Roche is rumored to make a move on the California biotech BioMarin. Despite a slightly weakened pipeline, Roche appears undeterred and previous offers were predicted to be around $15Bn.
As big as some of the other industry veterans, BioMarin was founded in the 90’s boom in Biotech in San Rafaele, California. The deal itself is entirely based on rumor and anonymous sources, originally appearing on the blog Betaville.
Nonetheless, after a similar move was also made by Roche in 2013 (up to a value of $15Bn!), the markets have still seen over a 10% jump in BioMarin’s stocks.
This is slightly surprising, as although 2016 was predicted to be a fortuitous year for the company, the pipeline and product development isn’t as strong as it could be.
In early 2015, BioMarin also acquired the Dutch biotech ProSensa in an impressive $840M, so rights to their proprietary exon-skipping RNA technology would also pass onto Roche. ProSensa’s tech also applications in neuromuscular diseases, including DMD.
However, just last month, investors confidence was undermined slightly when BioMarin’s development of ProSensa’s drug for Duchenne muscular dystrophy (DMD) failed. This was due to a January FDA application denial, after Kyndrisa (drisapersen) failed to meet primary endpoint in 2 out of 3 trials.

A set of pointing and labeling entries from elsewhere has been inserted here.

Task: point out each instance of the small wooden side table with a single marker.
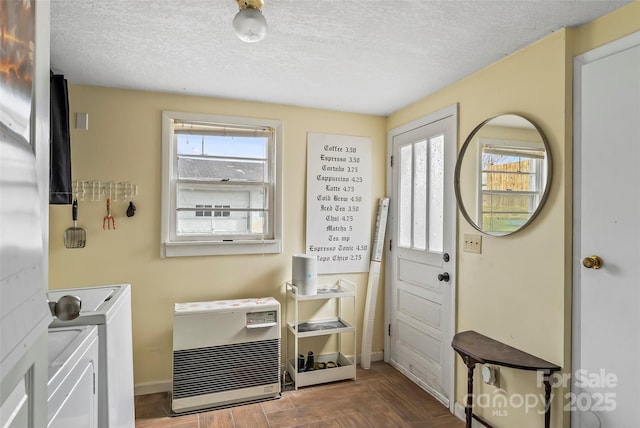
(476, 348)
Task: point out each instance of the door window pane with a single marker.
(436, 193)
(405, 203)
(420, 195)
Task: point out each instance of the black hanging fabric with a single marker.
(60, 187)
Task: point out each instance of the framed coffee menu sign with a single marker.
(339, 202)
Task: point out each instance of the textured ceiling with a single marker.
(368, 56)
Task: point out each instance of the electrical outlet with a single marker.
(472, 243)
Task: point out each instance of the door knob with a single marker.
(592, 262)
(443, 277)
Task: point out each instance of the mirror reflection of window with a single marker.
(512, 177)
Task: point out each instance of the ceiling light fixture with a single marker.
(249, 23)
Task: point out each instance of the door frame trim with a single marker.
(449, 355)
(580, 61)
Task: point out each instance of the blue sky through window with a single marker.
(227, 146)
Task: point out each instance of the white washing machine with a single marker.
(72, 399)
(109, 308)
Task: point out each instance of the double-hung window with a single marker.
(511, 183)
(220, 185)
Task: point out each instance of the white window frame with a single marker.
(171, 245)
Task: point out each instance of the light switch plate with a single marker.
(472, 243)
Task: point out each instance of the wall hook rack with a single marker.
(94, 190)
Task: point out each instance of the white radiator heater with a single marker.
(225, 352)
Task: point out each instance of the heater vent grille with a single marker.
(223, 368)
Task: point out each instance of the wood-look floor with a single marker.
(380, 397)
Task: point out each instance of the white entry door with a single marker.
(606, 320)
(421, 255)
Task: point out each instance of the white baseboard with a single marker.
(459, 412)
(153, 387)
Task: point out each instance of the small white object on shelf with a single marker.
(337, 365)
(305, 273)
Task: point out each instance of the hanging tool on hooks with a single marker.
(109, 220)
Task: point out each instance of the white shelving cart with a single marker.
(341, 301)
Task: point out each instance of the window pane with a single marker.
(502, 202)
(221, 210)
(420, 196)
(436, 193)
(237, 222)
(223, 146)
(503, 222)
(220, 169)
(404, 204)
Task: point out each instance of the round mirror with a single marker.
(503, 174)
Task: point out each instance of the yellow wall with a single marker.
(519, 289)
(124, 143)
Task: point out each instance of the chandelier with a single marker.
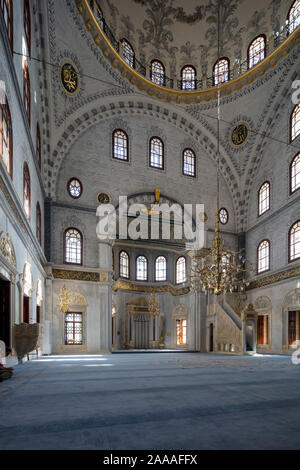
(64, 300)
(218, 269)
(153, 305)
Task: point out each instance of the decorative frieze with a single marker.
(281, 276)
(142, 288)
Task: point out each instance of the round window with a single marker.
(74, 188)
(223, 216)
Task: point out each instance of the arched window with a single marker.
(188, 163)
(6, 143)
(120, 145)
(157, 72)
(26, 191)
(257, 50)
(161, 269)
(221, 71)
(128, 53)
(141, 268)
(26, 91)
(188, 78)
(124, 265)
(295, 123)
(294, 16)
(27, 25)
(38, 223)
(156, 153)
(181, 270)
(294, 241)
(263, 256)
(38, 146)
(6, 7)
(74, 188)
(223, 216)
(264, 198)
(295, 174)
(100, 17)
(72, 246)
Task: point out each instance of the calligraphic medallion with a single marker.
(69, 77)
(240, 134)
(103, 198)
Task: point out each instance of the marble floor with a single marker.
(157, 401)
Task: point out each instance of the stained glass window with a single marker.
(264, 198)
(73, 246)
(256, 51)
(181, 270)
(156, 153)
(120, 145)
(73, 328)
(263, 256)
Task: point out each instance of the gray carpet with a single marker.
(152, 401)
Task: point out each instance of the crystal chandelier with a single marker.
(218, 269)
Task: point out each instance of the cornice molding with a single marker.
(179, 96)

Similarly, it had a bit of a disappointing time with their rare disease phenylketonuria drugs Kuvan and PegPal, which Merck decided to return to BioMarin last year. And share prices dropped temporarily last year following a brief recruitment suspension for its Haemophilia A trial.
However, this potential acquisition by Roche is instead suggestive of confidence in the rest of BioMarin’s pipeline. It is rich in candidates for other rare diseases, from Sanfilippo syndrome to Pompe Disease. Acquiring BioMarin would therefore help flesh out Roche’s rare disease portfolio too.
Similar rumors for another potential European Pharma buyer include Sanofi, should its planned take-over of Medivation (another US biotech) doesn’t go through.